当年,我小学的升学考试还是让我紧张了好一阵子的!这紧张不是来自考试中遇到难题,而是那监考老师一句又一句,时不时发出的咋咋呼呼的警告声。
本来那时候的当阳县城关一小六年级就已经使用了单独的那种课桌,考前也将考试用课桌之间拉开了考场能够允许的间隔距离。
应该说坐在各位同学考试桌位置上是无法看到左右那边考生的试卷上的具体内容的。
虽然我是远视眼,有很好的视力,但是我自己有一定把握去好好考试,没有萌生想去看看左右两边同学的考卷的主观意识。再加上考场那监考安排与考场气氛,我更是不敢在一前一后两位监考老师睽睽注目下去左顾右盼。
我选择一直低着头,而不管是在书写时,还是在深度思考时。记得我的脖子连续低头两堂课时间,都有了一种从来没有过的酸痛感了。
在监考老师的那近似负面的干扰下,我完成了考试。考中我担心被抓卷,是一直没有敢改变低头姿势。早就做完考卷,而不敢抬头,就低着头一遍遍检查,直到考场钟声敲响,才起身离开考场。
记得我的小升初考试之后,首先向我传来喜讯的是住我家对面的陈光全阿姨丈夫——我称呼的袁伯伯。
袁伯伯那时候已经由当阳县半月中学校长岗位调到当阳县城关第二小学任校长。袁伯伯最先简单告诉了我,说我考上了中学,被当阳一中录取了。
过了两天,住李德平同学对面的那位热心快肠唐婆婆又招呼我与住隔壁的李德平同学三人一同去了当阳一中学校大门外告示栏看榜。知道李德平同学与我一样也考入了当阳一中,我们都很高兴。唐婆婆虽然是不识字,但是来自宜昌市老城区,深知读书学知识对于人生的那份重要性。
我之所以要说妈妈的同事唐秀梅阿姨的妈妈热心快肠,是我与唐婆婆后来还有一些人生的好故事要讲,余言后叙。

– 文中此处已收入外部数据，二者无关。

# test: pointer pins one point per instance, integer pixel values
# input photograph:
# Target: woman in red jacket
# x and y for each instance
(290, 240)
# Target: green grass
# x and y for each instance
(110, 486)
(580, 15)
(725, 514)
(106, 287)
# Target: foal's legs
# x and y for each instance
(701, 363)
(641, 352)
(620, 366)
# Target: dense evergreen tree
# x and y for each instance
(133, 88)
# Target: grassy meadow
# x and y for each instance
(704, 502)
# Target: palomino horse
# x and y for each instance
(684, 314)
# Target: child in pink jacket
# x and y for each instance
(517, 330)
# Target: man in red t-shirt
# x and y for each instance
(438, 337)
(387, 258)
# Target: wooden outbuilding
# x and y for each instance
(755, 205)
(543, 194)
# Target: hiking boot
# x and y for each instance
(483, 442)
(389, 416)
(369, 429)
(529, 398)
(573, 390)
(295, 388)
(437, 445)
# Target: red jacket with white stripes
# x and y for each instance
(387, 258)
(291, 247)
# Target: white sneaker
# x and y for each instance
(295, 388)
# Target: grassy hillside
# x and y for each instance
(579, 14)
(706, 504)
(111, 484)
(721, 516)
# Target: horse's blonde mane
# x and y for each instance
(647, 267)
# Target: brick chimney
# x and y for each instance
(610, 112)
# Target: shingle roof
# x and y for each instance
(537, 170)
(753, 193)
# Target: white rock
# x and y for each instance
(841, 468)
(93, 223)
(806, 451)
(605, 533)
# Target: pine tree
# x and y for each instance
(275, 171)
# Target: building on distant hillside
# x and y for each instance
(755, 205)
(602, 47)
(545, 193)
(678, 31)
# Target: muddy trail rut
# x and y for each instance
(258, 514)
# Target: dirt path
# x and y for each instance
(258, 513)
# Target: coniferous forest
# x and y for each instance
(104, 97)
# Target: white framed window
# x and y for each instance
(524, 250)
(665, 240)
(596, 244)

那时候当阳县的文化教育工作与全国基本同步,小学升初中的升学率偏低。我们小学那六二班有一大半的同学是小学毕业了,就踏入社会。没有进入中学,失去了继续进行课堂学习的机会。
我还记得与我关系好的刘纯法、陈英才、李宪贵以及那位一只眼睛被同学戳坏了的廖方树同学都没有进入中学学习。而胳膀上佩戴三条杠标志牌的何维全、佩戴两条杠标志牌的王进两同学没有考进当阳一中,而被安排去了另外的中学。
与我一样考入当阳一中的城关一小六(二)班的同班同学仅仅只有李平安、李清平、李德平、严萍、廖正梅、吴立稳、谢武,连我八位。
我进入中学的那一年,当阳一中仅仅只有两个四十五人的编班。我所在的那初一(二)班,除了八位原来小学同班老同学,再加上李大平、高幸福、吴高泉、杨永华,朱心全,五位小学不同班的同学,在城关镇上考入当阳一中,被安排在初一二班的也就只有十二位同学。
下面这幅照片是我的小学毕业证用照片。是在当阳县服务公司管辖的长坂坡照相馆拍摄。拍摄这幅登记照的师傅是李祖坤,我叫李叔叔。他是由当阳县百货公司调入照相馆。在百货公司工作期间与我家住同一个小院。李叔叔的摄影是自学的,原来是业余爱好,之后成了专业的摄影师。李叔叔后来一直在当阳市的玉泉寺风景区从事专业摄影。